La riflessione che marcherà maggiormente il pensiero cristiano sarà quella di s. Agostino (i passi più importanti sono Contra Faustum, XXII, 74-78; Quaestiones in Heptateuchum, IV; VI e soprattutto De Civitate Dei, XV, 4; XIX, 7. 12-13) che troverà una sua sistemazione giuridica nel Decretum Gratiani (pars II, causa XXIII) e una teologica in s. Tommaso d’Aquino (Summa Theologiae II-II, q. 40). S. Agostino elabora la dottrina della guerra giusta con l’obiettivo non di legittimare la guerra, ma di porre dei limiti alla possibilità di dichiararla (jus ad bellum), fissando tre condizioni: la giusta causa, la retta intenzione, la legittima autorità. La Scolastica e in particolare S. Tommaso d’Aquino riprenderanno le posizioni di Agostino, aggiungendo altri due criteri: la ultima ratio (solo dopo aver esperito tutti i tentativi di trovare soluzioni per via diplomatica) e il debitus modus, che riguarda lo jus in bello (uso dei mezzi legittimi e protezione dei civili).
c) In epoca moderna c’è la piena formulazione della dottrina della guerra giusta, favorita dalla nascita degli stati assoluti che rivendicano il monopolio della forza (basta faide private), dalla ripresa della distinzione tra il diritto di fare la guerra e la condotta da tenere in occasione della guerra, dal recupero del diritto di legittima difesa allargandolo dalla sfera individuale a quella comunitaria o sociale: licet vim vi repellere. Le novità sono significative: il concetto di guerra giusta non è più elaborato per porre dei limiti alla guerra ma per legittimarla pienamente; il criterio fondamentale di legittimazione della guerra non è più quello oggettivo della giusta causa ma quello soggettivo della legittima autorità (assolutismo). È chiaro che tra queste maglie così larghe riusciranno a passare e a trovare legittimità tutte le guerre. Escluse alcune eccezioni – sopra tutti Bartolomeo De Las Casas ed Erasmo da Rotterdam – la riflessione cristiana sulla pace sarà dominata e monopolizzata fino al secolo scorso da una ripetizione pedissequa, arida e manualistica dei principi della guerra giusta, relegando il tema della pace in qualche pagina del grande trattato sulla giustizia, incapace di rendere il biblico non uccidere una chiara scelta esistenziale.

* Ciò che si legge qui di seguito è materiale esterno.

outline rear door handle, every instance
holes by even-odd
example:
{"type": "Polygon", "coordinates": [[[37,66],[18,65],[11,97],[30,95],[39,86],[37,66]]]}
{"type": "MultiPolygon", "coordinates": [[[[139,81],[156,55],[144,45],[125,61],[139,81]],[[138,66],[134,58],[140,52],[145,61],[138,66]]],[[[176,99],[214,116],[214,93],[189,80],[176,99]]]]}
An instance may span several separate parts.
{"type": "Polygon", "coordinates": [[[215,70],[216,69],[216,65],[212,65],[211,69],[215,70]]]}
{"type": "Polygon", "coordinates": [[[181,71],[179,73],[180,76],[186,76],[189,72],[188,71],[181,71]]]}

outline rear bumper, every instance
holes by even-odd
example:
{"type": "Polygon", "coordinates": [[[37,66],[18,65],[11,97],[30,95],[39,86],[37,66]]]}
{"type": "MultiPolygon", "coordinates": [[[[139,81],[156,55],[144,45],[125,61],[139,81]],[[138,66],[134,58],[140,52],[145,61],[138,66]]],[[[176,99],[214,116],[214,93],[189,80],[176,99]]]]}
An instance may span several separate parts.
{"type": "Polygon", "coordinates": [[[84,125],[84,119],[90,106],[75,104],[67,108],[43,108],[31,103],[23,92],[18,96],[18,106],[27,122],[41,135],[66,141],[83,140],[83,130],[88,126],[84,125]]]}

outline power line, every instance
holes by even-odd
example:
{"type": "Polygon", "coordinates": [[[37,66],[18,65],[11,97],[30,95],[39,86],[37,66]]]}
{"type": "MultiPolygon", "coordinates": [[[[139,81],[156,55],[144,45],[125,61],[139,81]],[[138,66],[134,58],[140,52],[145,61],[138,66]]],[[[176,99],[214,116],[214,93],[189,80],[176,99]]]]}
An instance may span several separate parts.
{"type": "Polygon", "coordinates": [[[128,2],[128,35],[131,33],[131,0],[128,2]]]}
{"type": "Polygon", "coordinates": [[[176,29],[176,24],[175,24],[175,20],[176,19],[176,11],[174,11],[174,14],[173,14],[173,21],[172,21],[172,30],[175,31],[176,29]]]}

d) Ci vorranno gli sconvolgimenti e i drammi delle due guerre mondiali per rimettere in movimento un pensare cristiano sulla pace. Era in effetti ben difficile rimanere fermi su queste posizioni di fronte all’escalation della potenza distruttiva delle armi nel secolo XX, alle guerre che non sono più degli eserciti ma che colpiscono direttamente la popolazione civile, di fronte ai bombardamenti indiscriminati sulle città. Iniziative contro la teoria ormai indifendibile della guerra giusta furono prese da un gruppo di sei autori cattolici nel 1928 tra i quali anche il nostro don Luigi Sturzo. Purtroppo questi primi, timidi, tentativi di un nuovo approccio al problema della guerra e della pace non riusciranno a lasciare delle tracce nei manuali di teologia ancora 4 troppo saldamente legati ai vecchi schemi e nemmeno (ma come poteva essere altrimenti) impediranno alle nazioni cristiane di impegnarsi in quella spaventosa guerra fratricida che fu il secondo conflitto mondiale.
e) Riflessioni nuove sono maturate nell’ambito della Chiesa cattolica soprattutto a partire dalla Pacem in terris di Giovanni XXIII (1963), che rifiuta ogni tipo di guerra in quanto «contraria alla ragione». Questo superamento della tradizionale dottrina della guerra giusta si basa su motivazioni razionali (l’enciclica è rivolta a tutti gli uomini di buona volontà) quali la presenza nel nostro tempo di armi micidiali, come l’atomica, che hanno il potere sconvolgente di distruggere l’intera umanità (l’enciclica nasce nel contesto della famosa crisi dei missili di Cuba). Successivamente nella Gaudium et spes, da dove siamo partiti, sempre all’interno del superamento della dottrina della guerra giusta, si ricupera il principio della legittima difesa anche a livello collettivo come strumento per far fronte a situazioni critiche, nella piena salvaguardia del criterio di proporzionalità. Di qui si apre la strada ad interventi di ingerenza umanitaria o di polizia internazionale.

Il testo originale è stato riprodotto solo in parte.